The most crucial thing to remember about land is that it is naturally in short supply. There can never be too much land. Indeed, land, overall, is becoming increasingly scarce as the global population increases. This tells you that the future of land as an investment class is a great one.
Defining Raw Land
Raw land is one of the most exciting land types you can find. Basically, it is undeveloped, unprepared, untouched land.
Even though it has not been prepared or developed for construction, it is becoming increasingly popular with investors.
Is investing in raw land right for you? That depends on what you want from a real estate investment.
You have to remember that investing in land requires the kind of patience and far-sightedness that is often lacking among many people. Land is a long-term proposition. And this is more so for raw land.
When you invest in raw land, you are buying the opportunity to create whatever your imagination can envision. You can build a hotel, a parking lot, or a hospital. Done right, investing in raw land can be spectacularly profitable.
I mentioned limited supply in the beginning of this piece. Well, raw land is in even more limited supply than the broader category of land. As more and more places are developed, there are fewer and fewer patches of raw land available. And demand is growing fast.
The result is that the value of raw land is likely to appreciate enormously in the future. Raw land is a very attractive asset class.
This is likely to continue because as the world’s population grows, there will be a demand for raw land to build homes, shopping malls, data centers, and all the other things that go into making up our civilization.
Limited supply is your friend.
Financing Time Frames
One thing that makes investing in land so attractive is that financing time frames offer you so many opportunities.
The length to which a lender will allow you to pay a loan, depends a great deal on location and use of the land.

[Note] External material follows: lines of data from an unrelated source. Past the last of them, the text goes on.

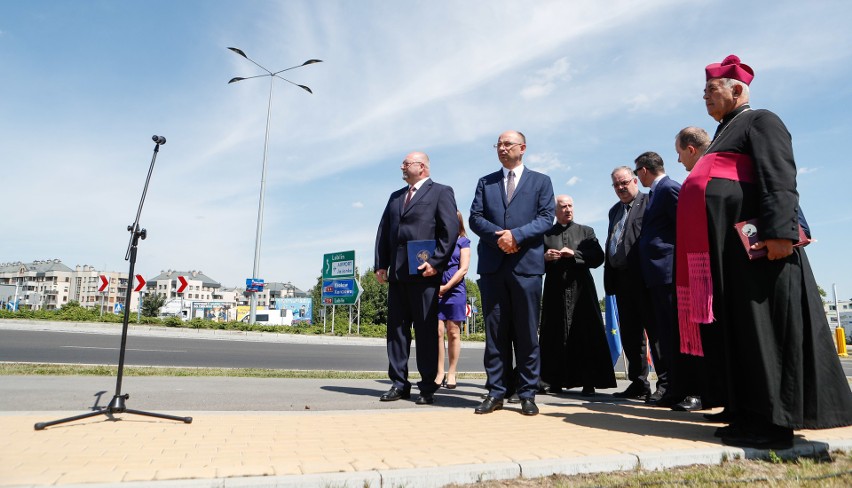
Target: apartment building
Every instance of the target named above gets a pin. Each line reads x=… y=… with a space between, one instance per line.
x=839 y=315
x=49 y=284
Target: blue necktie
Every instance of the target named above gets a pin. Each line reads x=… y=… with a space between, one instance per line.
x=618 y=231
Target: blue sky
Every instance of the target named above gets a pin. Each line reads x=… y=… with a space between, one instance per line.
x=592 y=85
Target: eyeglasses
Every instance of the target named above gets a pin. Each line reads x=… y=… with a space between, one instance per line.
x=507 y=145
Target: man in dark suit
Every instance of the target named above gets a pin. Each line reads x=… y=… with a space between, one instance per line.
x=656 y=258
x=511 y=211
x=422 y=210
x=623 y=278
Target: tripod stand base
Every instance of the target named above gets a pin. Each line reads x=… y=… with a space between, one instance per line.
x=115 y=406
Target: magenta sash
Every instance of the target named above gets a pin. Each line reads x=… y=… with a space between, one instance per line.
x=693 y=281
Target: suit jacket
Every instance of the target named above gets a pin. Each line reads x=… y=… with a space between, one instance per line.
x=658 y=236
x=431 y=214
x=632 y=229
x=528 y=216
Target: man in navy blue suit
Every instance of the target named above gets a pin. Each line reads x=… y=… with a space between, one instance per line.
x=656 y=258
x=623 y=278
x=422 y=210
x=512 y=209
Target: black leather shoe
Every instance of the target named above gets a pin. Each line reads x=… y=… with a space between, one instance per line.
x=634 y=393
x=689 y=404
x=780 y=440
x=728 y=431
x=528 y=406
x=655 y=397
x=667 y=401
x=489 y=405
x=425 y=400
x=722 y=417
x=395 y=394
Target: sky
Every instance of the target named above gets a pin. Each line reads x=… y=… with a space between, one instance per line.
x=592 y=85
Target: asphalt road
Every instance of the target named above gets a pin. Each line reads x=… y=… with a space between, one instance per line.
x=190 y=348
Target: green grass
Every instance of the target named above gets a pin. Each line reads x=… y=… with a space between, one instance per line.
x=833 y=470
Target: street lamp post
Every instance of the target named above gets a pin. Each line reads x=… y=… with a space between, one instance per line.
x=272 y=75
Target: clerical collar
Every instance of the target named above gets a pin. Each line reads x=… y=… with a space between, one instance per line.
x=728 y=118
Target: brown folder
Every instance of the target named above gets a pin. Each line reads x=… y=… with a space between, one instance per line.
x=749 y=233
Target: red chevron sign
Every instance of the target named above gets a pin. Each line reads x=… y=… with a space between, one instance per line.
x=140 y=282
x=183 y=284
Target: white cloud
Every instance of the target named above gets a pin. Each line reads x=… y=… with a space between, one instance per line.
x=544 y=81
x=544 y=162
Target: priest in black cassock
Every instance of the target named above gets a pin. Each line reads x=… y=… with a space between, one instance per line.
x=759 y=322
x=574 y=349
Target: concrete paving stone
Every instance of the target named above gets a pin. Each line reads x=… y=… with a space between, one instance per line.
x=244 y=470
x=342 y=480
x=287 y=468
x=444 y=475
x=580 y=465
x=146 y=474
x=84 y=474
x=655 y=461
x=185 y=473
x=326 y=466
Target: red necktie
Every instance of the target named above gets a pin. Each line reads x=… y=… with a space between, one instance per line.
x=408 y=197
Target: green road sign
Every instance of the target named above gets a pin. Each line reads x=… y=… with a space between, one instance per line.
x=340 y=292
x=338 y=265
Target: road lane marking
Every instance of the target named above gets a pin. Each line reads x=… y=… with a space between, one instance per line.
x=116 y=348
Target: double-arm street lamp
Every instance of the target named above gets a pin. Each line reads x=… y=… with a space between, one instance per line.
x=272 y=75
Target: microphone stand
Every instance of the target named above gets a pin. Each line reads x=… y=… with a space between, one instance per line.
x=117 y=404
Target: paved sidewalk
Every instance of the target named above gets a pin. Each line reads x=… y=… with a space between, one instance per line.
x=415 y=447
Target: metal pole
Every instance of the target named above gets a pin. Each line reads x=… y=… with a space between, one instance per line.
x=836 y=306
x=254 y=275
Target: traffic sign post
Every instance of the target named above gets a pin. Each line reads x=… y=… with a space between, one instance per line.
x=254 y=285
x=341 y=292
x=338 y=265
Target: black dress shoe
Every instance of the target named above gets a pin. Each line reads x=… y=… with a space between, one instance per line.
x=774 y=440
x=689 y=404
x=722 y=417
x=633 y=392
x=667 y=401
x=655 y=397
x=395 y=394
x=425 y=399
x=489 y=405
x=728 y=431
x=528 y=406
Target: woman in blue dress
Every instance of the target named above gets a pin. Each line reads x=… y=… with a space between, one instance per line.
x=452 y=303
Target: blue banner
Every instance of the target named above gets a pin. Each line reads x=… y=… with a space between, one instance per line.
x=613 y=336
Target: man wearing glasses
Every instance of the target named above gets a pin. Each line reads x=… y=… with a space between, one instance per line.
x=623 y=278
x=511 y=211
x=420 y=211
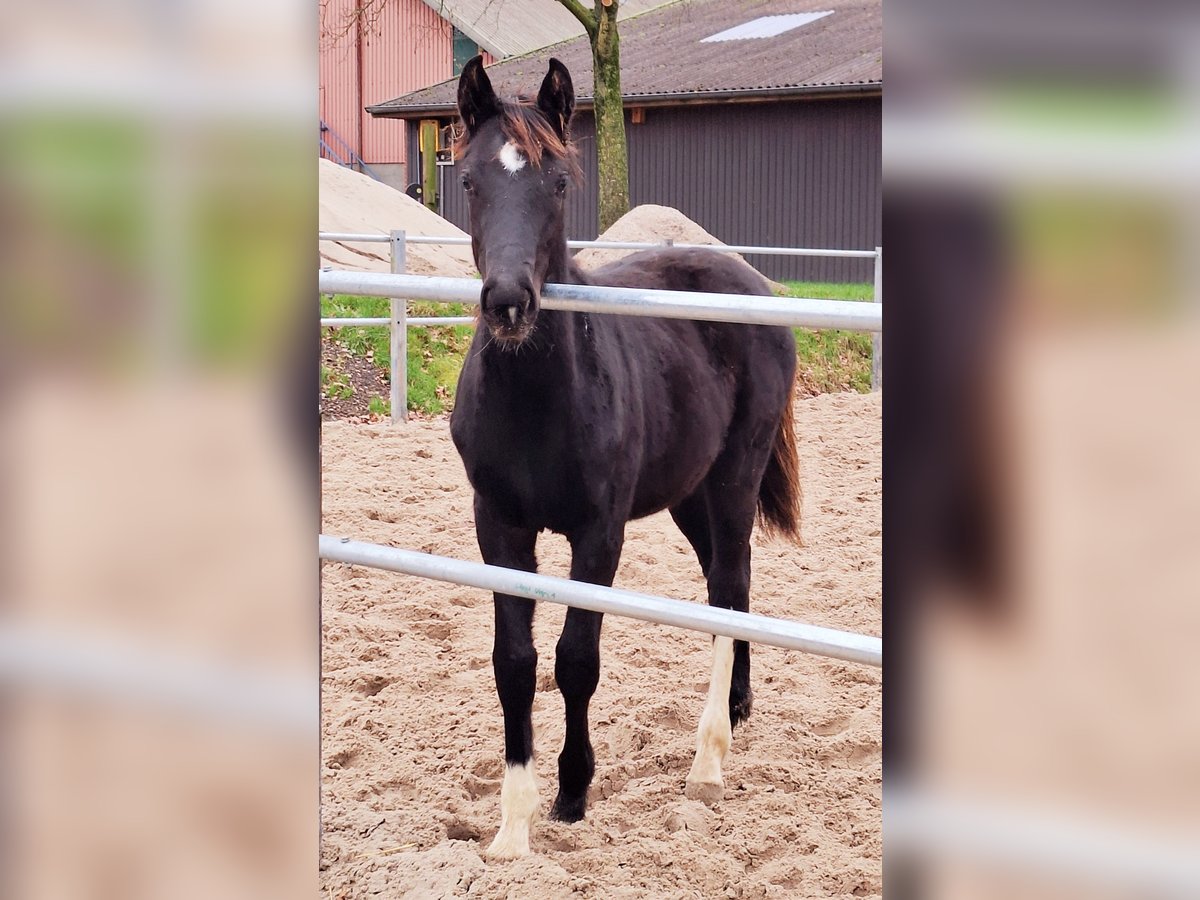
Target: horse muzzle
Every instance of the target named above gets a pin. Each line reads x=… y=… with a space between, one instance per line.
x=509 y=307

So, for example, lenders are particularly keen on lending where the land exhibits some degree of intrinsic value. Land with intrinsic value is land for which the lender can extract cash flow of some kind so that in the event of your defaulting on the land, that lender will be able to extract the remaining debt from the land.

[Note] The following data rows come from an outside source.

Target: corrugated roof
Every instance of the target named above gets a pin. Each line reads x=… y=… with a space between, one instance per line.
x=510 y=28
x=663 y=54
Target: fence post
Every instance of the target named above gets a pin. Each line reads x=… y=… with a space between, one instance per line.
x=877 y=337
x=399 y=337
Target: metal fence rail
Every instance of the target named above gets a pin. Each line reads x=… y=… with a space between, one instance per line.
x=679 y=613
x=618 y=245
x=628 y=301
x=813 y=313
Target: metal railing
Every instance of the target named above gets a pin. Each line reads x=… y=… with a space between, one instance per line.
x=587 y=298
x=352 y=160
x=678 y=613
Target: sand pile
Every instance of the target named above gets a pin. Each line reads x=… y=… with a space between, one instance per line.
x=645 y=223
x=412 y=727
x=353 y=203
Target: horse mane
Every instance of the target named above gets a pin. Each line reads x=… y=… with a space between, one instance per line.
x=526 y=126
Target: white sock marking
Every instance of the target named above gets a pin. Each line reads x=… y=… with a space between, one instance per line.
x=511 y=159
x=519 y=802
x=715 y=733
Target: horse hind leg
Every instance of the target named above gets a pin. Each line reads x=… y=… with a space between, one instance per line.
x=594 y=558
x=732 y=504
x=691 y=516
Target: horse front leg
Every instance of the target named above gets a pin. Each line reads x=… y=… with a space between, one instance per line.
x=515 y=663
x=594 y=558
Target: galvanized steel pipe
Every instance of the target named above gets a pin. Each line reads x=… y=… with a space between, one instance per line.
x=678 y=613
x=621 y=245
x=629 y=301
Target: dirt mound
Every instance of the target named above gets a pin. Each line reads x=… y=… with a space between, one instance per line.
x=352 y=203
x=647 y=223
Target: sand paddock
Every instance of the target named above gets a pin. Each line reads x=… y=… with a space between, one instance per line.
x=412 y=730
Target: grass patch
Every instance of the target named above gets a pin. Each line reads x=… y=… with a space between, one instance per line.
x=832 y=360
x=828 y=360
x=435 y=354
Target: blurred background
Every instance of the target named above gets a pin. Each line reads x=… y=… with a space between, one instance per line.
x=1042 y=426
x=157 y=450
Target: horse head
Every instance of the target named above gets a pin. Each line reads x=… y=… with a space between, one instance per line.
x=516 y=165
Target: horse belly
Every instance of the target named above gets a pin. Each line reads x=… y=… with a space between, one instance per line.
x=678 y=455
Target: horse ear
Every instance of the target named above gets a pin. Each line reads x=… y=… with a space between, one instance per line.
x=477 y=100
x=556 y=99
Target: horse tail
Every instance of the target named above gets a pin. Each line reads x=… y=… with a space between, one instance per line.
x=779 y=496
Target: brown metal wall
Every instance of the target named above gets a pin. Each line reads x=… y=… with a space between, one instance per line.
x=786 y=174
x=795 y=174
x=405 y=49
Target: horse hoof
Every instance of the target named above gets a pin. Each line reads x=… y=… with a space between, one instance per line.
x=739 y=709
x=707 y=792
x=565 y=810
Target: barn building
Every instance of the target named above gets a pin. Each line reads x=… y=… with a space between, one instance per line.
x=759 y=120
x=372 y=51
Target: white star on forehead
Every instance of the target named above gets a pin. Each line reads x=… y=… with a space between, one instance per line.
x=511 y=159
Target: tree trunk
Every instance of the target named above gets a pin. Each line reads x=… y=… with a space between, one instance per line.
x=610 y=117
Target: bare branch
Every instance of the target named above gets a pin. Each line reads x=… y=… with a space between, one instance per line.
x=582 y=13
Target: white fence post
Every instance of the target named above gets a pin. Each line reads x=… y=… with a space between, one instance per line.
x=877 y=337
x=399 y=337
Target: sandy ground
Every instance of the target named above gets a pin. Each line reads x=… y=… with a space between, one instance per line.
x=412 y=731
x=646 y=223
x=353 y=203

Remember, lenders are inherently risk-averse and if you present them with land that has very few risks, if any, then you can negotiate very favourable terms.
However, there is a limit to how long you will be allowed to pay off a loan. Raw land, for example, because it is not easily convertible into cash flows, comes with shorter lending terms than other land categories. This reflects the risk of the investment. You should expect lending periods of 10 years or so.